Organizmamız tüm belirti ve olayları ile bizimle konuşmakta, bize bir mesaj göndermek, bize bir şeyler anlatmak istemektedir.
Louise Hay ve Dr. Rüdiger Dahlke/Thorwald Detlefsen ve diğerleri, vücudun dili hakkında daha fazla bilgi edinebilirsiniz.
Doktorlar mesleklerini insanlara yardımcı olmak için öğreniyorlar elbette ama ne yazık ki tıp çalışmalarında fizik, kimya ve biyoloji, farmaloji ve patoloji öğreniyorlar. Bu eğitimler insani sadece makine olarak gördüğü için ruh ve zihinden bahsetmiyorlar.
Ama asıl önemli olan bu zihin-beden-ruh bir bütün olarak çalışıyor ve yaşam enerjisi onları yönetiyor. Samuel Hahnemann bunu 220 yıl önce Organon der Heilkunst’ta yazdı. Bunu, bugün geleneksel tıpta hala içinde bulunduğumuz sistemi ve sonuçta tıbbi yaklaşımımızı değiştirmemiz gerektiğini düşünmemiz için yazıyorum.
Homeopati‘de insanı biyografisi, özel belirtileri, gündelik gerçekliği, ilişkileri ve tüm sorunlarıyla birlikte görürüz. Alerji, migren, polip, romatizma gibi hastalıkları tedavi ederken insanları bir bütün olarak görür, ilacı bulmak için hastalık isimlerini değil, görünen semptomları ele alıyoruz.
Homeopatlar için laboratuvarlarda yapılan tetkiklere ihtiyaç yoktur.

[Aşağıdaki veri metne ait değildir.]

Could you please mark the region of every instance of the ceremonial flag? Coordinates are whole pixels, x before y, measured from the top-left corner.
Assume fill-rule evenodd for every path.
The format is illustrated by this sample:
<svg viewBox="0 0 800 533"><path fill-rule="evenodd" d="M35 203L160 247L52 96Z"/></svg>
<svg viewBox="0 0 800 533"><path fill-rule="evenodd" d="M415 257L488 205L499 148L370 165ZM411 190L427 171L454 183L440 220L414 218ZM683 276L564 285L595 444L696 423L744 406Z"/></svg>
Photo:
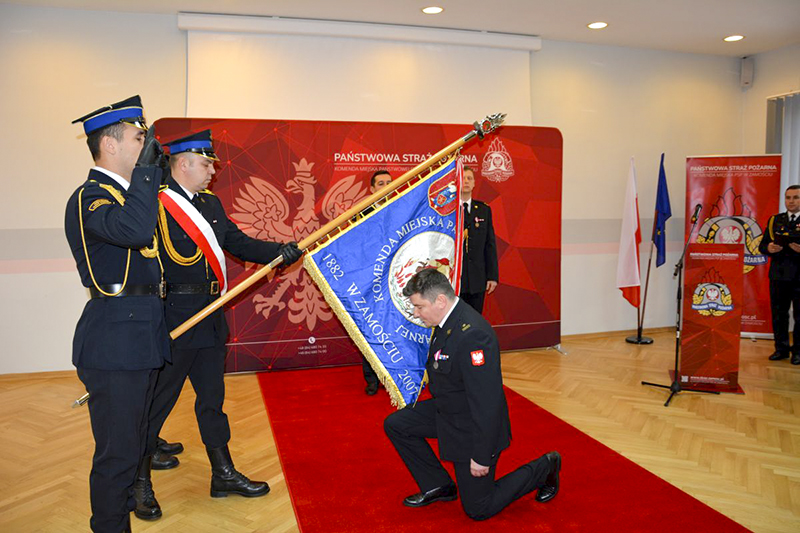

Her zaman bütüne bakmamıza rağmen aslında herhangi bir laboratuvar değerine ihtiyacımız yok ama yeni teknolojiyi de karşılaştırma için bizler de kullanıyoruz.
Allopati ile homeopatiyi, her terapi sistemini insanlığın yararına kendi yöntemiyle bir araya getirebilsek ne kadar harika olurdu.
Sadece bir örnek olarak; hamilelikten önce homeopati başlasaydık, anne ve çocuğa bu hayatta çok daha iyi bir başlangıç sunabilirdik. İstisnai durumlarda sezaryene ihtiyacımız olurdu. Bugünkü % 60 sezaryen gibi bir oran olmazdı!
Hamilelik sırasında, yalnızca nadir durumlarda ilaca ve yalnızca acil durumlarda geleneksel tıbbi yardıma ihtiyacımız var.
Hamile olmak tamamen doğal bir şey ve hastalık değil. Bir gün bunun gerçek olacağına inanıyorum.
Gelecek için ruh, zihin ve beden olarak sağlıklı ebeveynlere ihtiyacımız var ki sağlıklı çocuklar sağlıklı bir gelecek için gelişebilsin.